Three hundred attendees left snow-bound Canada to attend the Pipe Line Contractors Association of Canada’s (PLCAC) 57th annual meeting at the Hyatt Regency, Maui, Hawaii, in mid April. There were representatives present from the Association’s 33 regular and 62 associate member firms, plus the pipeline craft unions and various guests including several past presidents.
A special presentation was made at the annual banquet honoring long-time executive director Barry Brown, who retired at the end of 2010. Brown was made an honorary member of the PLCAC and a video was shown with clips from numerous members thanking him for his service. He was replaced by the new executive director, Neil Lane.

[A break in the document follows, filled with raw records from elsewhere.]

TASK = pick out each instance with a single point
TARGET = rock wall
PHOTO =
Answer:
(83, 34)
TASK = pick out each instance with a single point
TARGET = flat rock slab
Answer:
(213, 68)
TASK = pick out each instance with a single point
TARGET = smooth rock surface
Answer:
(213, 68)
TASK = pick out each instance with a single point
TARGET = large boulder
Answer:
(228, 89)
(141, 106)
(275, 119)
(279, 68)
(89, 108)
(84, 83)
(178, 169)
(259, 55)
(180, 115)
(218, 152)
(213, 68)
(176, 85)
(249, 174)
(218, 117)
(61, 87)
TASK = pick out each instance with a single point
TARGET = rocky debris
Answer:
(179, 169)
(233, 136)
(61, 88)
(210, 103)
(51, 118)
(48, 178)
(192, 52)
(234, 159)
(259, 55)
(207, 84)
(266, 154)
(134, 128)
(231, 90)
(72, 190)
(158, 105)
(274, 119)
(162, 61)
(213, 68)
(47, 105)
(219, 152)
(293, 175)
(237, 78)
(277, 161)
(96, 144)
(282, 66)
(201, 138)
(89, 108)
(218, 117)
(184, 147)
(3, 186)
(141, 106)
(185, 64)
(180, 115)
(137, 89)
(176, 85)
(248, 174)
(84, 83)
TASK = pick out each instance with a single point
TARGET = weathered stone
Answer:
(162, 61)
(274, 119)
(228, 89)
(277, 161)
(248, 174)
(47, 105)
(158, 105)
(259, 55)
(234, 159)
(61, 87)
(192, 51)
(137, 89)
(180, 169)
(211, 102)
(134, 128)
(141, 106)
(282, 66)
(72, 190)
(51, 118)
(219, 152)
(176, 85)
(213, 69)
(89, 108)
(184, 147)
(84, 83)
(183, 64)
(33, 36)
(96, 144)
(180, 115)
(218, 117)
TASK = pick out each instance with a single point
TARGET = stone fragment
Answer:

Presiding over the meeting was Association President Kevin Waschuk of Waschuk Pipe Line Construction, Ltd. Waschuk noted that 2010 was not a great year, remarking that “this past year was an extremely interesting and challenging year for the unionized pipeline industry in Canada. Coming off two of our busiest years in the history of our Association, members knew that the mainline business would be entering the slow part of the industry cycle and it did.”
In 2010, PLCAC members reported a total of 2.67 million man-hours worked on pipeline projects in Canada. That marked a significant decline of almost 40% over the previous two years, all attributed to the decline in mainline construction, Waschuk said. .
“Our contractors installing gas distribution systems worked 1.7 million man-hours during 2010, consistent with hours recorded over the past five years,” he added.
Among its accomplishments, including safety initiatives and workforce attraction programs, the Association successfully concluded the renegotiation of both its mainline and distribution agreements for another three years. Work activity for 2011 is promising although Waschuk acknowledged that workforce issues, highlighted by a critical shortage of skilled pipeline workers, will continue to plague the industry.
He noted that the industry – through the PLCAC and its craft unions – needs to continue to develop policies designed to attract labor.
“PLCAC member experience, combined with the pipeline craft unions, is the advantage we have over many of our competitors for such labor,” Waschuk explained.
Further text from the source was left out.